Les chercheurs recensent la tige entre les maladies auto-immune, les médicaments et le long syndrome de quart

Mohamed Boutjdir, PhD, professeur de médecine, biologie cellulaire, et physiologie et pharmacologie au centre médical de SUNY Downstate, a abouti une étude avec les collaborateurs internationaux recensant le mécanisme par lequel les patients avec auto-immune varié et les affections du tissu conjonctif peuvent être en danger pour des événements cardiaques potentiellement mortels s'ils prennent certains médicaments d'antihistaminique ou antidépresseurs.

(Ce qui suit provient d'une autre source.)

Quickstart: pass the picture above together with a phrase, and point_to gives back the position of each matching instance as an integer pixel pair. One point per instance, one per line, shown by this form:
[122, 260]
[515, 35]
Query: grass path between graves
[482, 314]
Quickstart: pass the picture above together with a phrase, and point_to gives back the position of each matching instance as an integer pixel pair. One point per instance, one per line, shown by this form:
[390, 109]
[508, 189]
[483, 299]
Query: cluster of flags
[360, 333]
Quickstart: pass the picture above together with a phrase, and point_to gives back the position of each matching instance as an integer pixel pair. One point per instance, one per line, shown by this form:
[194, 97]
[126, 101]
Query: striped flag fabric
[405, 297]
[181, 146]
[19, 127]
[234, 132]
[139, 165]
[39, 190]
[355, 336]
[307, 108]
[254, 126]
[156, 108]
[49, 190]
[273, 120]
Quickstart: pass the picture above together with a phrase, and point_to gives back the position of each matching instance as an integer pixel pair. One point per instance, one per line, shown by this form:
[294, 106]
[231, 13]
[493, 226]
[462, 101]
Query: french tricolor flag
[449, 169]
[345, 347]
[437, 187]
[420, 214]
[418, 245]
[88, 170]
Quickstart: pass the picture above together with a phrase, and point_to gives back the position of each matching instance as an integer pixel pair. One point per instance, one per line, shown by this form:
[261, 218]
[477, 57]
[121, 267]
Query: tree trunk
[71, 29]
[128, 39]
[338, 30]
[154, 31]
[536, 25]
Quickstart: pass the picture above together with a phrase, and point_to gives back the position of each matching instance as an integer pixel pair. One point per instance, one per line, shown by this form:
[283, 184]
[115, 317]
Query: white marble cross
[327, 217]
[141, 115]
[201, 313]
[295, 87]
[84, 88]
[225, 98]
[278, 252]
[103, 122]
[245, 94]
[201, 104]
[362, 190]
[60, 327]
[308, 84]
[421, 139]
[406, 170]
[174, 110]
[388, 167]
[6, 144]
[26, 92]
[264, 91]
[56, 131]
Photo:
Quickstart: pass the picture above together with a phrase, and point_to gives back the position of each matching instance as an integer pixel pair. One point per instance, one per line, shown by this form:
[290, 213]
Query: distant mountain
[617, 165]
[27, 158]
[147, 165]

M. Boutjdir est également directeur du programme de recherche cardiaque au système de santé de port de VA New York.

Les chercheurs publiés leurs découvertes dans l'édition en ligne de l'association américaine de coeur inscrivent la circulation dans un article intitulé, « pathogénie syndrome Auto-immune-Associé de quart de roman du long. »

L'équipe a déterminé pour la première fois le mécanisme moléculaire et fonctionnel par lequel les patients adultes avec des maladies auto-immune, en particulier lupus érythémateux disséminé, syndrome de Sjogren, et d'autres maladies du tissu conjonctif (CTD), y compris CTD mélangé, CTD indifférencié, polymyositis/dermatomyosite, sclérose systémique, et arthrite rhumatoïde, développent l'activité électrique anormale sur leur électrocardiogramme (ECG) connu sous le nom de long syndrome de quart ou prolongation d'intervalle QT.

La longue prolongation de quart peut être due hérité aux gènes anormaux ou acquise, souvent en raison des effets secondaires de médicament, qui affectent le cycle de battement du coeur d'une manière dont augmente le risque d'épisodes irréguliers de battement du coeur qui proviennent des ventricules. Ces épisodes peuvent mener aux palpitations, à l'évanouissement, et à la mort subite due à la fibrillation ventriculaire.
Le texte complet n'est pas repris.